Seares: SC policy on libel hasn’t removed jail term, isn’t limited to journalists

medias public

Libel still has to be decriminalized but 11 years ago, the Supreme Court (SC) took one step towards it. The high tribunal did not change the law; only Congress and the President can do that. It merely set what it called a “rule of preference” for judges in imposing penalty for criminal libel.

Administrative Circular #08-2008, approved en banc, was issued by the SC on Jan. 25, 2008, more than 11 years ago, when Justice Reynato S. Puno who signed it was chief justice.

Questions on circular

Still in many media forums, questions are unfailingly asked, such as (a) Did it take out from the law the penalty of imprisonment? (b) How much discretion does the judge have in imposing a jail sentence? And (c) If the convicted person cannot pay the fine, will he serve time in prison? (a. no, b. a lot, c. yes)

Added to those questions, because of cyber libel being also penalized by Anti-Cybercrime Law (Republic Act 10175), is this:

Is the admin-circular limited to journalists or those only working with news media and does it also apply to those who report or comment in blogs and social-media sites?

Application of the circular concerns more people now because of the huge number of internet users who communicate publicly. With no editor reviewing what they write and the speed the stuff is transmitted, chances of defaming others are higher.

No distinction

As libel under the Revised Penal Code does not distinguish offenders—be he a reporter or editor working in a newspaper or broadcast station, or a blogger or Facebook or Twitter user commenting about his lunch and his corrupt mayor—the SC admin-circular also does not distinguish whether the offender benefited by the order is a journalist or not.

The SC would have opened itself to criticism of discriminating against non-journalists. The Revised Penal Code and the cyber libel law don’t single out news media workers.

Reason for being

The concern though about the admin-circular’s application persists: Is it only for journalists? The reason for the worry goes back to the order’s reason for being.

When CJ Puno was criticized that he was trying to “court” media when the SC issued the order, he explained on Jan. 30, 2008 that the National Press Club (NPC) requested it. Had the NPC not sent him a letter, he wouldn’t have issued it, he said. Good for the press at the time: it asks the SC something, and the SC grants it.

How it helps

Has the admin-circular helped? No data are available on the number of people jailed or only fined for criminal libel. One cannot be sure how many judges followed the intent of the SC in its 2008 order.

Still, it must have helped, especially to journalists who have been clamoring that libel be decriminalized or, in the case of the plea of the Cebu Citizens-Press Council (CCPC), that the penalty of imprisonment be removed. The threat of imprisonment is worse than the threat of a fine, although an excessive fine may also amount to oppression.

‘Sound discretion’

That, along with the decision to jail or not to jail, is left to the judge. The Puno circular calls for the judge’s “exercise of sound discretion,” considering “the peculiar circumstances” of each case, whether jailing the accused or just imposing a fine will “serve the interest of justice.”

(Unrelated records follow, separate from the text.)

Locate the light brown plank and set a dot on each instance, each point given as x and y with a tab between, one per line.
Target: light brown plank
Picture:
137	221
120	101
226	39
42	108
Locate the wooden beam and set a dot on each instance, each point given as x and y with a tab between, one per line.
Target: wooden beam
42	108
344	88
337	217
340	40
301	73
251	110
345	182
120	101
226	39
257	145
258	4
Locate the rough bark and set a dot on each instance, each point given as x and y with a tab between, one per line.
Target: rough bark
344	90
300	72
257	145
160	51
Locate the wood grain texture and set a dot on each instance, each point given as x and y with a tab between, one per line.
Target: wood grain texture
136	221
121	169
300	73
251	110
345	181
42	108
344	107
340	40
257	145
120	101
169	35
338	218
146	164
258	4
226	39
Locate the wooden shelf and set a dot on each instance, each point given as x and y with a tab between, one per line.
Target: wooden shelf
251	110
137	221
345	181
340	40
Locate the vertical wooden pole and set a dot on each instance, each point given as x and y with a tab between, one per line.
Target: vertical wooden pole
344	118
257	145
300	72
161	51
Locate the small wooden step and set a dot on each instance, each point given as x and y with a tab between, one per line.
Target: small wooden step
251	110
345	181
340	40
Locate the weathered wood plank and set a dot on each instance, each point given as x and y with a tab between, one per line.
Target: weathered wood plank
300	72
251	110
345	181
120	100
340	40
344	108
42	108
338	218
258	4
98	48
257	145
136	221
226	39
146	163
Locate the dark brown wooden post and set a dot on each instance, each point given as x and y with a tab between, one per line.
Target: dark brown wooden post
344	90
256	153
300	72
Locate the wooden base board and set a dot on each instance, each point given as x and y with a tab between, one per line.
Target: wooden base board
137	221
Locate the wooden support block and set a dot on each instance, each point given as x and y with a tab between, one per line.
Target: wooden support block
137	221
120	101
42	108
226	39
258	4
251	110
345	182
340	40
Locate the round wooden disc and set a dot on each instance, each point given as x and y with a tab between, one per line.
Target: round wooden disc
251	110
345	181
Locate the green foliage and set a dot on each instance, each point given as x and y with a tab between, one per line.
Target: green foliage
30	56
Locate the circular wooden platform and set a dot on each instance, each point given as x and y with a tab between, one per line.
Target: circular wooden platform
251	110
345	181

The circular in effect discourages the judge from sending the accused, journalist or not, to prison but doesn’t take away his right to slap him with a fine instead.

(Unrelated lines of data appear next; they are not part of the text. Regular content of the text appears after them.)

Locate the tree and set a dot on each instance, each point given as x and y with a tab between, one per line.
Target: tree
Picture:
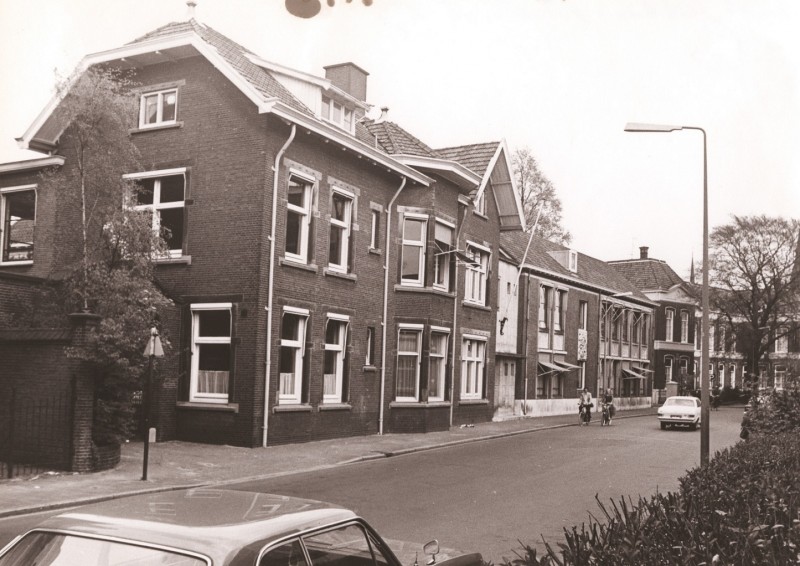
755	278
537	192
113	275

About the fine, subsidiary imprisonment will apply if the convicted libeler cannot pay. Not much argument for those seeking total decriminalization of libel because fat damages can be granted still to the victim in civil libel.

‘Burst of light’

On Feb. 6, 2008, former U. P. law dean Raul Pangalangan called the Puno circular “a welcome burst of light in the dark hour when the administration of President Gloria Macapagal-Arroyo has declared an open war against media.”

However, he said, he would have “much preferred” that Congress, the law-making arm, carry out the reform on the “antiquated” libel laws. Instead of the court, which could be accused of legislating, instead of just interpreting the law. The justice secretary at the time, Raul Gonzalez, suggested that Puno be impeached. It would’ve failed, because as one can see, “it amply leaves the weighing of penalties to the trial judge.”

Again, the circular applies to everyone haled to court for libel, journalist or not. And repeating Pangalangan, Congress can do better.